As a paying Enterprise org owner for over a decade, I’ve watched nearly every new Sales and Service Cloud feature simply appear as new capabilities in the Setup menu. Developer Orgs even gave access to advanced, extra-cost add-on features like Field Service. This allowed anyone with an Enterprise license to test and train themselves on new Salesforce features. The excitement of sharing this self-learning on LinkedIn, blogs, Dreamin’ events, and Dreamforce helped create the vibrant Trailblazer community.
But I can’t access the key learning tool for Salesforce AI in my Enterprise org: Prompt Builder. I need to contact my AE, figure out my AI plan, and get the right license. It’s a pain, with lots of open-ended questions.
There’s incredible friction and cost involved in enabling the key AI learning tool in your Salesforce org. Very un-SaaS and un-Salesforce-like. As a result, almost zero Trailblazers coming to Dreamforce have Prompt Builder enabled in their org. That’s why Trailblazers don’t care about AI and will feel overwhelmed and offended by a massive push for Agentforce.
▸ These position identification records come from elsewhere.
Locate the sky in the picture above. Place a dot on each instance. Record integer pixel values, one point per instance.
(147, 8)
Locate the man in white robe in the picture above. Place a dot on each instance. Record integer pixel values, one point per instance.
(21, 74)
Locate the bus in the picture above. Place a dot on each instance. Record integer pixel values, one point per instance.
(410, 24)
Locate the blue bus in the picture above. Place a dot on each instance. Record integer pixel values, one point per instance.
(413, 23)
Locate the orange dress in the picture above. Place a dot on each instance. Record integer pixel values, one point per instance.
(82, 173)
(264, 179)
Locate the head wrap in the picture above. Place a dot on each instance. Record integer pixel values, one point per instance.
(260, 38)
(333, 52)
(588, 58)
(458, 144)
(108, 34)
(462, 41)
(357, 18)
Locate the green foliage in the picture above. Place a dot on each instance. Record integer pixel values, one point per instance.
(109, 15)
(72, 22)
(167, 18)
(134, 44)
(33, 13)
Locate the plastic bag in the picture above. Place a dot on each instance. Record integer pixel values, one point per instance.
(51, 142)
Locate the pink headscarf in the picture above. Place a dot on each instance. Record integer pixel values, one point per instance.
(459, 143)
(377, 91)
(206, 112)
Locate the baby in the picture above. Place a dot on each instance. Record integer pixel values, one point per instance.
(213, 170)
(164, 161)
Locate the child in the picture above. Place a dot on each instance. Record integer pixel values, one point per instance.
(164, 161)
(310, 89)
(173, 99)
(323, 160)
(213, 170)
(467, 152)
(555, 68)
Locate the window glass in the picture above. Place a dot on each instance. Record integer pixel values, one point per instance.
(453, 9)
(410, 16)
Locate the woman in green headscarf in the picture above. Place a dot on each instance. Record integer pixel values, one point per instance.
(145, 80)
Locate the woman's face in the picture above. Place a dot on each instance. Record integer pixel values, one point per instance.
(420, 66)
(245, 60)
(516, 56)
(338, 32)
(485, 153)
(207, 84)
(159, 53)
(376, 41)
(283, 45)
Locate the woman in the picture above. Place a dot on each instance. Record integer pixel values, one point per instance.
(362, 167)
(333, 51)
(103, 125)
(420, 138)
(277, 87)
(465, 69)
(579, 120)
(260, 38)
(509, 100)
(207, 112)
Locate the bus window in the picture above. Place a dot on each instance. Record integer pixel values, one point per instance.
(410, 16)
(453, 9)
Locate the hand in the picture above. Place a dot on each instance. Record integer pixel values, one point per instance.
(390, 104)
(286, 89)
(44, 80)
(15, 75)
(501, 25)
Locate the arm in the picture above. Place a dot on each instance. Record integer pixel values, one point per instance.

This approach not only hurts Trailblazers’ feelings but also causes actual damage by stifling an active Salesforce AI community. Take an important aspect of LLM operations: logging and observability. If we’re going to rely on prompts as key computational elements in future workflows, we need to use and iterate on their design after testing and feedback. Developing these systems requires new and different evaluation methods. But with so few end users discussing how they’re using Salesforce AI, there are no community or entrepreneurial projects around prompt observability.
In short, Salesforce’s AI strategy is alienating its core community of Trailblazers, and that’s a mistake they might come to regret.